To install the latest version of libseccomp in CentOS or RHEL, run the following command:

sudo dnf -y install libseccomp-devel

June 29, 2022

Release 1.12.0

Anthos clusters on bare metal 1.12.0 is now available for download. To upgrade, see Upgrading Anthos on bare metal. Anthos clusters on bare metal 1.12.0 runs on Kubernetes 1.23.

The dockershim component in Kubernetes enables cluster nodes to use the Docker Engine container runtime. However, Kubernetes 1.24 removed the dockershim component. Starting from Anthos clusters on bare metal 1.12.0, you will not be able to create new clusters that use the Docker Engine container runtime. All new clusters should use the default container runtime containerd.

Improved cluster lifecycle functionalities:

  • Upgraded Anthos clusters on bare metal to use Kubernetes version 1.23. 

  • Upgraded container runtime to containerd 1.5.

  • Updated preflight check to forward default SSH key if no key is provided.

  • Added support for new GCPAccounts field in the cluster configuration file. This field enables the assignment of a cluster-admin role to end-users.

  • Added labels to control plane, control plane load balancer, and load balancer node pools, so that these different node pools can be distinguished from each other.
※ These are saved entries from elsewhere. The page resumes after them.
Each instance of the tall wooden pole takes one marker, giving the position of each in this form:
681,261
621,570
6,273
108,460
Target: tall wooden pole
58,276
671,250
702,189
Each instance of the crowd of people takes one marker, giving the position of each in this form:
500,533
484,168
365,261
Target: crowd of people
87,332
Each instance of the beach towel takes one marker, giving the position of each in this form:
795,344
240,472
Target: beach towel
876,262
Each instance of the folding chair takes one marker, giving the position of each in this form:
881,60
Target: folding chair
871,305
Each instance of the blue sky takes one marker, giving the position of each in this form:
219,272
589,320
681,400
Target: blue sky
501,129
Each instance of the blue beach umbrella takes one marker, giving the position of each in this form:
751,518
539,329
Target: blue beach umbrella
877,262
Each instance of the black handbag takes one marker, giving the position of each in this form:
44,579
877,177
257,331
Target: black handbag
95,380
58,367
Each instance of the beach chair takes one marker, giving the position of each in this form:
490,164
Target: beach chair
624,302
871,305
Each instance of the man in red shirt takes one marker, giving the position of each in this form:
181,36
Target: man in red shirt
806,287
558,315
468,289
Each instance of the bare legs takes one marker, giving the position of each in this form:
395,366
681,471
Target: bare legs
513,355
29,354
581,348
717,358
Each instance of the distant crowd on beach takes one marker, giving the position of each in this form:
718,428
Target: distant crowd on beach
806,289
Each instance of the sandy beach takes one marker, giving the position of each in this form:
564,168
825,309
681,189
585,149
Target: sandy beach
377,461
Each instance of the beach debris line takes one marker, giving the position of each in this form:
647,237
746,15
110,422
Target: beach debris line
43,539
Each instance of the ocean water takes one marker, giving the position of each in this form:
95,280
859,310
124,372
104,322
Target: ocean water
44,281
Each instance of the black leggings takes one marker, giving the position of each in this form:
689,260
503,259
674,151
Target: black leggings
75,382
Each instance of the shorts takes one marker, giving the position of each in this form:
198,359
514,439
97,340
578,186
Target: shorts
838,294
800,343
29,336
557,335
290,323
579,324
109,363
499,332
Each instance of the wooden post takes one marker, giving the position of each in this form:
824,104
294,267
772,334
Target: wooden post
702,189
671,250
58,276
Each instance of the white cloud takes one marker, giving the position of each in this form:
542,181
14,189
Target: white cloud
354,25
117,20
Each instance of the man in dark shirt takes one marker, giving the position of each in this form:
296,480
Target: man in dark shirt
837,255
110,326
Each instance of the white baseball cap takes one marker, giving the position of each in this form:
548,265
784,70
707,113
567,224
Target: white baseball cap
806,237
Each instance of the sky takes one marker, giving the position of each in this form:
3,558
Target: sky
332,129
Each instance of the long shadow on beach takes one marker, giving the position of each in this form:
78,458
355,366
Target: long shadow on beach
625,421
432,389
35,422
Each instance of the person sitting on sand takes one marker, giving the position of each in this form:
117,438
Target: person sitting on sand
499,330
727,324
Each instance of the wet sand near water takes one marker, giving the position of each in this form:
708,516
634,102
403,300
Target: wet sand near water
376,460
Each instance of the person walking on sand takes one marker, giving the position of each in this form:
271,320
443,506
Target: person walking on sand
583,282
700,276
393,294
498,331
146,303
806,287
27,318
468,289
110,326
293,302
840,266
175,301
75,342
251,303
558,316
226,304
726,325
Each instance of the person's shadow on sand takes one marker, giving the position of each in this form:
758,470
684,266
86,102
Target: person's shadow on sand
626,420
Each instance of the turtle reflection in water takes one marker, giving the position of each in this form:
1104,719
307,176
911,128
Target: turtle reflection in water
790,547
  • Added nodepool reference label to nodes so that worker nodes can be listed in the UI.

Observability:

  • GA: Added Summary API metrics. These metrics are scraped from the Kubernetes Summary API and provide CPU, memory, and storage metrics for Pods, containers, and Nodes.
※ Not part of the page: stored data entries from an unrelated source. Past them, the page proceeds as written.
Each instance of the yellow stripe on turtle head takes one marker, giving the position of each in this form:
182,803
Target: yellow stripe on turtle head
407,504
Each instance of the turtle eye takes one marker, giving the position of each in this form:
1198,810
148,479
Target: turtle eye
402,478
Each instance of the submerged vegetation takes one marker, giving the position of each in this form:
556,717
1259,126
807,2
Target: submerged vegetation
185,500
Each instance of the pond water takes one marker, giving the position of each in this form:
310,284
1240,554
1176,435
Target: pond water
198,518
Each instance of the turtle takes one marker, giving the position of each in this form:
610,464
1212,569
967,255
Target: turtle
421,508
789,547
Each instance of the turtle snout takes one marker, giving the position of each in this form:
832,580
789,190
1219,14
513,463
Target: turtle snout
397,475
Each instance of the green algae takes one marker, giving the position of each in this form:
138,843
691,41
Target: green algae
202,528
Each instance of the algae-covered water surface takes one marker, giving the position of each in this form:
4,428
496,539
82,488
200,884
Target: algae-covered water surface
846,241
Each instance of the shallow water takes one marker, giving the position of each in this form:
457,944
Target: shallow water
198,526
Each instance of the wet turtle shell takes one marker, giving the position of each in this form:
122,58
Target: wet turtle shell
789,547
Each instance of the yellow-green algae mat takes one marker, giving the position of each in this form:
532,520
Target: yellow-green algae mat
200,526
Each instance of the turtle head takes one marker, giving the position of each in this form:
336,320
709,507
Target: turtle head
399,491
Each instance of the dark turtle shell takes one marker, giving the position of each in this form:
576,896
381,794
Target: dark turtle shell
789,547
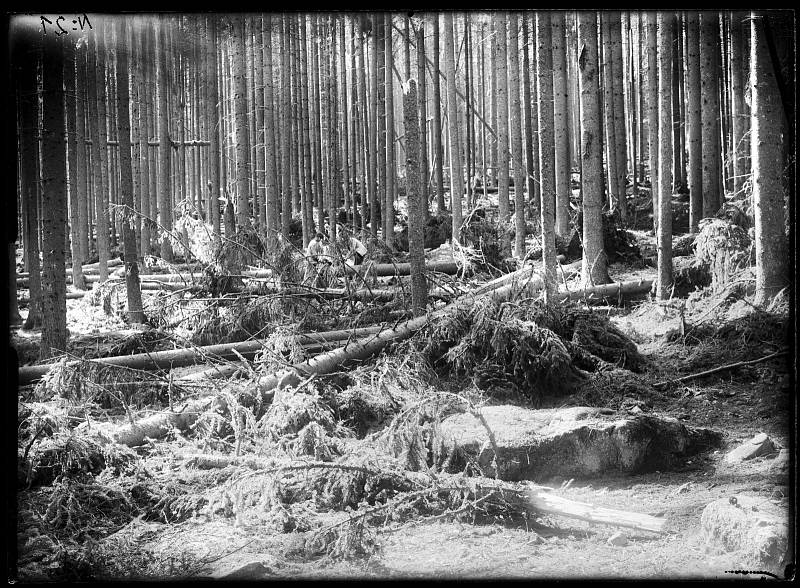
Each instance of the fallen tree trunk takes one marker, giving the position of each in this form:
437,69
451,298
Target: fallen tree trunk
368,346
533,499
615,290
183,357
158,424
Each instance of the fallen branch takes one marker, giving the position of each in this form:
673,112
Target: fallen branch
183,357
615,290
718,369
  • Added separate flags to enable logging and monitoring for user applications separately: EnableCloudLoggingForApplications and EnableGMPForApplications. The legacy flag EnableStackdriverForApplications will be deprecated and removed in future releases.

  • Preview: Added Google Cloud Managed Service for Prometheus to collect application metrics and monitor cluster health.

  • Upgraded GKE Metrics Agent (gke-metrics-agent) from version 1.1.0 to 1.8.3. This tool scrapes metrics from each cluster node and publishes them in Cloud Monitoring.

  • Added the following resource utilization metrics. For more information about these and other metrics, see View Anthos clusters on bare metal metrics:

    • container/cpu/request_utilization
    • container/cpu/limit_utilization
    • container/memory/request_utilization
    • container/memory/limit_utilization
    • node/cpu/allocatable_utilization
    • node/memory/allocatable_utilization
    • pod/volume/utilization
  • Added sample dashboards for monitoring cluster health to Cloud Monitoring sample dashboards. Customers can install these dashboards with one click.



  • Scoped down the RBAC permissions of stackdriver-operator, a component that performs logging and monitoring.

Security:

  • AIS CA deprecation. AIS certs are now signed by cluster CA.

  • Changed ca-rotation container image so that it uses a distroless rather than a Debian-based image.

  • RBAC permissions of the cluster-operator component have been eliminated or reduced to address elevated permissions.

  • GA: Anthos Identity Service LDAP authentication support.

Networking:

  • Preview: Enabled creation of IPv6 and Dual Stack LoadBalancer services. Border Gateway Protocol (BGP) is used for Dualstack clusters. Advertising IPv4 and IPv6 routes over IPv4 sessions is supported.

  • Preview: Added Network Connectivity Gateway feature support to provide HA VPN between Google Cloud and an on-premises Anthos cluster.

Known issues:

For information about the latest known issues, see Anthos on bare metal known issues in the Troubleshooting section.